Climate change skeptics called the new standards biased.
“It’s a victory for progressives and liberals. For us conservatives it’s a very bad set of standards” said Robert Lattimer, President of COPE (Citizens for Objective Public Education). It is “a very politically correct document put together by elite scientists. It doesn’t reflect correct science at all.”
“I would say the standards are very strong on human-caused global warming…From the point of view of conservatives it’s not a good document at all and it shouldn’t be adopted,” Lattimer added.
Other climate skeptic groups are similarly despondent. “The Next Generation Science Standards convey an anti-human message…that is not scientifically justified,” said James M. Taylor, Senior fellow for Environmental Policy at the Heartland Institute, in a statement. “They certainly convey an environmental activist bias.”
But there’s a silver lining for climate skeptics, claims Patrick J. Michaels, director of the Center for the Study of Science at the Cato Institute. Climate activists have gone too far with the standards and shot themselves in the foot, he said.
The standards are based on a “very alarmist point of view on global warming,” says Michaels. “There will be tremendous resistance” among young people.
“Kids will become even more skeptical than they are now” when they go online and see scientific papers about how warming isn’t really happening. “They will rebel against it in the long run,” he said.
“Are we going to create a generation of young folks who are going to be alarmed by climate change?” Michaels said. “We are not. It’s not going to wash. I am all for education on climate change as long as people tell the whole story, not just one side.”
The guidelines have a long way to go before they hit the classrooms. Teachers need retraining, class materials need to be developed, and funding needs to be found. “Teachers will still need a lot of support, training, and feedback. It won’t be enough to just hand [the guidelines] to a teacher,” says Lappe.
Teachers need additional training in part to dispel the “climate of confusion, if you will, that has been manufactured by vested interests that like to perpetuate doubt and denial that climate change is happening and humans are responsible,” says Mark McCaffrey, Programs and Policy Director,
“The overall political environment does influence teachers…who may have been influenced to teach [climate change] as a phony controversy.”

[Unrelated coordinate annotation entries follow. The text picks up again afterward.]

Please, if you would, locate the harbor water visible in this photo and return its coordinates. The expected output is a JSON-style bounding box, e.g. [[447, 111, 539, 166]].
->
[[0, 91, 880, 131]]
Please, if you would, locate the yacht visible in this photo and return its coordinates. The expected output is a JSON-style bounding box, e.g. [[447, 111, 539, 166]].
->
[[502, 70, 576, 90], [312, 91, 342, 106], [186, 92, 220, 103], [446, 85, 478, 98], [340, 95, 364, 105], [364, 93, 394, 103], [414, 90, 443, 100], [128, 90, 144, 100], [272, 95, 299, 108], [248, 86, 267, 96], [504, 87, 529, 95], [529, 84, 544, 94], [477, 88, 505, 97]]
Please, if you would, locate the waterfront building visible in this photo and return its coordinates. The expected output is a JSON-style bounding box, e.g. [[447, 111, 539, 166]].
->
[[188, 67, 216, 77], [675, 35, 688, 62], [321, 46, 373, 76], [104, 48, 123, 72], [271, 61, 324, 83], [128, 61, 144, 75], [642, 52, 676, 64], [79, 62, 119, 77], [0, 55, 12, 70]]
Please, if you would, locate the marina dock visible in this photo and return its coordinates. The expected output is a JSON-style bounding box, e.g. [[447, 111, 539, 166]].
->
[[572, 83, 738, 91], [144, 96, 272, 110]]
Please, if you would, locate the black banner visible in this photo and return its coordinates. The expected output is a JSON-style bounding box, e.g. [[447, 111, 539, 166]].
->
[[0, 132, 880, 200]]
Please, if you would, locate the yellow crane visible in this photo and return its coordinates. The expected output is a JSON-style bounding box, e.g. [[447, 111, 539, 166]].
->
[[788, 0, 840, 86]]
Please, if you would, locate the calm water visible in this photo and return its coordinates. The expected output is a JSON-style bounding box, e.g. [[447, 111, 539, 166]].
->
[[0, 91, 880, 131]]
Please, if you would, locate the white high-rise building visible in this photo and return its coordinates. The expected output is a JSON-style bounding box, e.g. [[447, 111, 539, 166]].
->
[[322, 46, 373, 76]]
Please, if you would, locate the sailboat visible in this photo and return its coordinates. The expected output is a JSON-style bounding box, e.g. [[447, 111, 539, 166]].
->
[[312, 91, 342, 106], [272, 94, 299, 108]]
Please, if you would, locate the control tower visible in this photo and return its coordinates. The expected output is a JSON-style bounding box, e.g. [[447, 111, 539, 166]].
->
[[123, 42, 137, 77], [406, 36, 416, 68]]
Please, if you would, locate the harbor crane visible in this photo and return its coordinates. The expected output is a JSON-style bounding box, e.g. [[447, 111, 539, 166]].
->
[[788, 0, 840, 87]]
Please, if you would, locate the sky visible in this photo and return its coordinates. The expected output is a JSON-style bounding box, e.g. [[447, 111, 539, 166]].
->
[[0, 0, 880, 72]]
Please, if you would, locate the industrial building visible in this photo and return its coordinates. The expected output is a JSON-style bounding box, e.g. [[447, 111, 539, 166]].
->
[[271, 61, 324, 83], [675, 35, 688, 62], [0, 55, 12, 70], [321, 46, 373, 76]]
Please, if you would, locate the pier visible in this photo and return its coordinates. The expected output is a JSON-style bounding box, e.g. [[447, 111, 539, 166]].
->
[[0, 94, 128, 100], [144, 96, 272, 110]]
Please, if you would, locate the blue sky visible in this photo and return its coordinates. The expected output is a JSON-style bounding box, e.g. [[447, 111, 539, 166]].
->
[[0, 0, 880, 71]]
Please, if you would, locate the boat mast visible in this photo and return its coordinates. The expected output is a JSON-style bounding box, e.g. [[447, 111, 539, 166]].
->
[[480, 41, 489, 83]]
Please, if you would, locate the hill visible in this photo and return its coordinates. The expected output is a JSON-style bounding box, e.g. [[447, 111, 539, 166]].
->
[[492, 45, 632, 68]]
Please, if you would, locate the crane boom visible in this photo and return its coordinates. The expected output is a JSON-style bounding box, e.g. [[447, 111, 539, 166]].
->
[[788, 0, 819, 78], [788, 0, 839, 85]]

The standards were drawn up by 26 state governments, including Arizona, Arkansas, California, Iowa, Kansas, and New York, plus other groups. In total 40 states have indicated they are considering them.
Some drafters of the standards deny they’re a political “win” or loss, saying the changes simply reflect good science. They were supported by eighty percent of teachers surveyed by the National Science Teachers Association, one of the groups that drafted the guide, said executive director David Evans.
“The standards aren’t about squashing controversy,” he said. “They’re about helping students to understand the process of science.”